Trump und Putin arbeiten diskret an Neuordnung im Nahen Osten

https://deutsche-wirtschafts-nachrichten.de/2017/03/12/trump-und-putin-arbeiten-diskret-an-neuordnung-im-nahen-osten/

12.03.17

Russland und die USA verändern die Gleichgewichte im Nahen Osten. Sie machen das geschickt über Bande und nehmen sich die Türkei und Israel zur Brust – zwei Schlüsselstaaten im Hinblick auf Sicherheit und Energiepolitik.

Der russische Präsident Wladimir Putin hat in der vergangenen Woche den israelischen Premier Benjamin Netanjahu und den türkischen Präsidenten Recep Tayyip Erdogan in Moskau empfangen. Die Gespräche drehten sich um die bilateralen Handels- und Energiebeziehungen. Doch das Hauptthema war die Syrien-Krise. Seit Russland seine Truppen im Jahr 2015 nach Syrien entsandt hat, ist das russische Profil im Nahen Osten sichtbar gestiegen. Jenseits des syrischen Schlachtfeldes spielt Moskau effektiv in einer Reihe von Streitigkeiten in der Region eine Rolle, analysiert der US-Informationsdienst Stratfor in einer Analyse.

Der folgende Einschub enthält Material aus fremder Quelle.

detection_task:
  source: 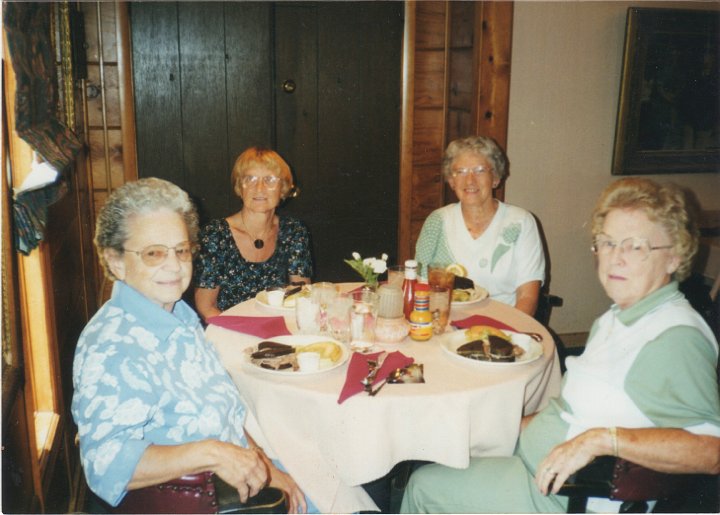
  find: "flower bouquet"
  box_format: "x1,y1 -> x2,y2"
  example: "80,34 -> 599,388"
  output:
345,252 -> 388,288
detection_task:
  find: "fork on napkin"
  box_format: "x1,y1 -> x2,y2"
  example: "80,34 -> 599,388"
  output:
450,315 -> 517,332
338,351 -> 415,404
207,315 -> 291,338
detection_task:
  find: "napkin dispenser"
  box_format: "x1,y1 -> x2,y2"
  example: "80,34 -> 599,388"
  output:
375,284 -> 410,343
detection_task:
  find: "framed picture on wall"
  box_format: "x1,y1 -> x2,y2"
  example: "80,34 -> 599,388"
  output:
612,7 -> 720,175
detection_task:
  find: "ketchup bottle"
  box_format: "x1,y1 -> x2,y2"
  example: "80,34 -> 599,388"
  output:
403,259 -> 417,319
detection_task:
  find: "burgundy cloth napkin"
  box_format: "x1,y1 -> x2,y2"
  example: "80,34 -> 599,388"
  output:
208,315 -> 290,338
338,351 -> 415,404
450,315 -> 517,332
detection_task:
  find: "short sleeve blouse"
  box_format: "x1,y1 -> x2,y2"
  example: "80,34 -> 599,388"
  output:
194,216 -> 312,311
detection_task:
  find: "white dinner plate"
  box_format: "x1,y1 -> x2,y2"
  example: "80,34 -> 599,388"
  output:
441,329 -> 543,368
452,286 -> 489,306
255,290 -> 295,311
245,334 -> 350,377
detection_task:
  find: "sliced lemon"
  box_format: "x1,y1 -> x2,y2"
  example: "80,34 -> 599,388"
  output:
445,263 -> 467,277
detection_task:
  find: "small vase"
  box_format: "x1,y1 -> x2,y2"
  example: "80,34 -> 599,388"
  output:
375,316 -> 410,343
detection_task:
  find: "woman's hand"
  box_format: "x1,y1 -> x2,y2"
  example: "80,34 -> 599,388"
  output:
535,428 -> 609,495
268,460 -> 307,513
213,442 -> 269,502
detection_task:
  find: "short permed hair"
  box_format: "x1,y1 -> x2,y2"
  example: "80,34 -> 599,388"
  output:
442,136 -> 508,181
94,177 -> 199,280
230,147 -> 295,199
592,178 -> 699,281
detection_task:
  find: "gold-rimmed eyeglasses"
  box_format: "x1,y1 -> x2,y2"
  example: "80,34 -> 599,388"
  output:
240,175 -> 280,190
123,241 -> 197,266
450,166 -> 490,179
590,236 -> 673,261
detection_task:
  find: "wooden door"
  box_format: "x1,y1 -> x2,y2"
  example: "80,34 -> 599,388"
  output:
131,2 -> 403,281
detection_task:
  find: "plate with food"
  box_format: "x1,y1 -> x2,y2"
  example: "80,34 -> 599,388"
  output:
245,334 -> 350,376
452,286 -> 489,306
442,325 -> 543,367
255,285 -> 310,311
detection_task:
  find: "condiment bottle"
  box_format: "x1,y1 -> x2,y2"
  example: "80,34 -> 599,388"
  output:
403,259 -> 417,319
410,290 -> 433,341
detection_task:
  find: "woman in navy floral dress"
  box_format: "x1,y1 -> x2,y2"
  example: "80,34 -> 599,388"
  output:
195,147 -> 312,319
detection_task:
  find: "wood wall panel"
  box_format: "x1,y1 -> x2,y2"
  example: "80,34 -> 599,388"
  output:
87,64 -> 121,128
79,2 -> 118,63
448,48 -> 474,108
130,2 -> 184,186
414,50 -> 445,109
177,2 -> 231,218
88,129 -> 125,190
412,109 -> 445,165
398,1 -> 512,260
412,1 -> 447,50
412,164 -> 443,216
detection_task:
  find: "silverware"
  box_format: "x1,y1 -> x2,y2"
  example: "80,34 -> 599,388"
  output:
283,286 -> 302,299
518,331 -> 543,342
360,351 -> 387,393
369,368 -> 402,397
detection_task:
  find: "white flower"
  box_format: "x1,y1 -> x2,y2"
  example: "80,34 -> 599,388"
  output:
372,259 -> 387,274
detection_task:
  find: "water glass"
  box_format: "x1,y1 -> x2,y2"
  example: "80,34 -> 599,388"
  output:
430,286 -> 452,334
350,290 -> 378,347
295,295 -> 320,334
428,263 -> 455,302
387,265 -> 405,290
327,293 -> 353,343
310,282 -> 337,334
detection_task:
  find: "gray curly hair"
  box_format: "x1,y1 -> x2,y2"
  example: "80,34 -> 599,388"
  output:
592,178 -> 699,281
94,177 -> 199,280
442,136 -> 508,181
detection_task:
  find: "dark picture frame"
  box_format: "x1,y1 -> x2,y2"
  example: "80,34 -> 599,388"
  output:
612,7 -> 720,175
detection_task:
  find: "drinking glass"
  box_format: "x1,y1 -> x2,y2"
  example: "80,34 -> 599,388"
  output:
295,295 -> 320,334
428,263 -> 455,302
350,290 -> 378,348
327,293 -> 353,343
388,265 -> 405,290
430,286 -> 450,334
310,282 -> 337,334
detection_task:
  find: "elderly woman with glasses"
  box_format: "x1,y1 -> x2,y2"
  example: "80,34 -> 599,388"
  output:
72,178 -> 307,512
195,147 -> 312,320
403,179 -> 720,513
415,136 -> 545,316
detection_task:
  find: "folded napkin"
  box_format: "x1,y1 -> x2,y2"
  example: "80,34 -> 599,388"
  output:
338,351 -> 415,404
208,315 -> 290,338
450,315 -> 516,331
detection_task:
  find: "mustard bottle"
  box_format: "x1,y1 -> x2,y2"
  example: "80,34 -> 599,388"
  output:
410,290 -> 433,342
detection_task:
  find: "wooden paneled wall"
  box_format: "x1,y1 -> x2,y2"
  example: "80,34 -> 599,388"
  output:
398,1 -> 512,259
79,2 -> 137,301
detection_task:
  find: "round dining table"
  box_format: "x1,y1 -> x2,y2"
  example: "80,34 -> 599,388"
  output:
206,283 -> 561,513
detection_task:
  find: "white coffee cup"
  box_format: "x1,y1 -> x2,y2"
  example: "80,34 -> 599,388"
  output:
297,352 -> 320,372
265,286 -> 285,308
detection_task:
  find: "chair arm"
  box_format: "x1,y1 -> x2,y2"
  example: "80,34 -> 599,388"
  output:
558,456 -> 697,501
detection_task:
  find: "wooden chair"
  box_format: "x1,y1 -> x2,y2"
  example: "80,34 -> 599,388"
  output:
559,456 -> 720,513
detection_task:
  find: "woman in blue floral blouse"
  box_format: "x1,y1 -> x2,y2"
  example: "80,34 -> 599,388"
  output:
415,136 -> 545,316
72,178 -> 314,513
195,147 -> 312,319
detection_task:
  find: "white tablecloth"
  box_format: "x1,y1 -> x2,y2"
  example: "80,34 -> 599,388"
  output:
206,285 -> 560,513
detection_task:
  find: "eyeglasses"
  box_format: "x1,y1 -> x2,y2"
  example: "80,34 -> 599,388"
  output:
123,241 -> 197,266
240,175 -> 280,190
590,237 -> 673,261
450,166 -> 490,179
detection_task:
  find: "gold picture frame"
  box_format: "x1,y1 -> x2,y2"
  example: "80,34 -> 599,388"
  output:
612,7 -> 720,175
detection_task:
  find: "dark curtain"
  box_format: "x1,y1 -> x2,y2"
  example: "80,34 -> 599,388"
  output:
3,2 -> 82,254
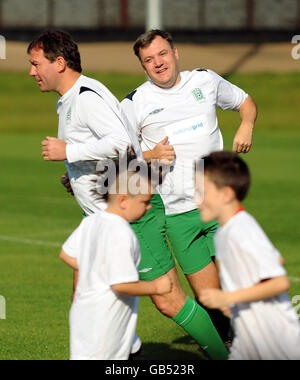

Russland ist in Libyen und im israelisch-palästinensischen Konflikt ein Faktor geworden – nicht nur mit dem Ziel, eine Lösung zu erreichen, sondern sicher auch in der Absicht, seinen Einfluss auf die politischen Führer der Region zu stärken. Ägypten möchte russische Investitionen anziehen und russische Touristen gewinnen. Syrien und Iran sind ebenfalls Verbündete. Wenn Russland nicht eingegriffen hätte, wäre Syrien heute von den internationalen und islamistischen Söldnern zerstört

Es sind nun Israel und die Türkei, die in der Syrien-Krise um Russlands Unterstützung buhlen.(…)

(…)

Bisher hatte Israel immer auf die USA gesetzt. Das schien auch mit dem Amtsantritt von Donald Trump so zu werden. Doch Trump hatte bereits während des Wahlkampfes Signale auch an die Palästinenser gesandt, dass er einen Frieden im Nahen Osten erreichen will. Die sprunghaft erscheinende Nahost-Politik von US-Präsident Donald Trump hat den israelischen Premier Benjamin Netanjahu nach seiner Rückkehr aus Moskau erneut verunsichert.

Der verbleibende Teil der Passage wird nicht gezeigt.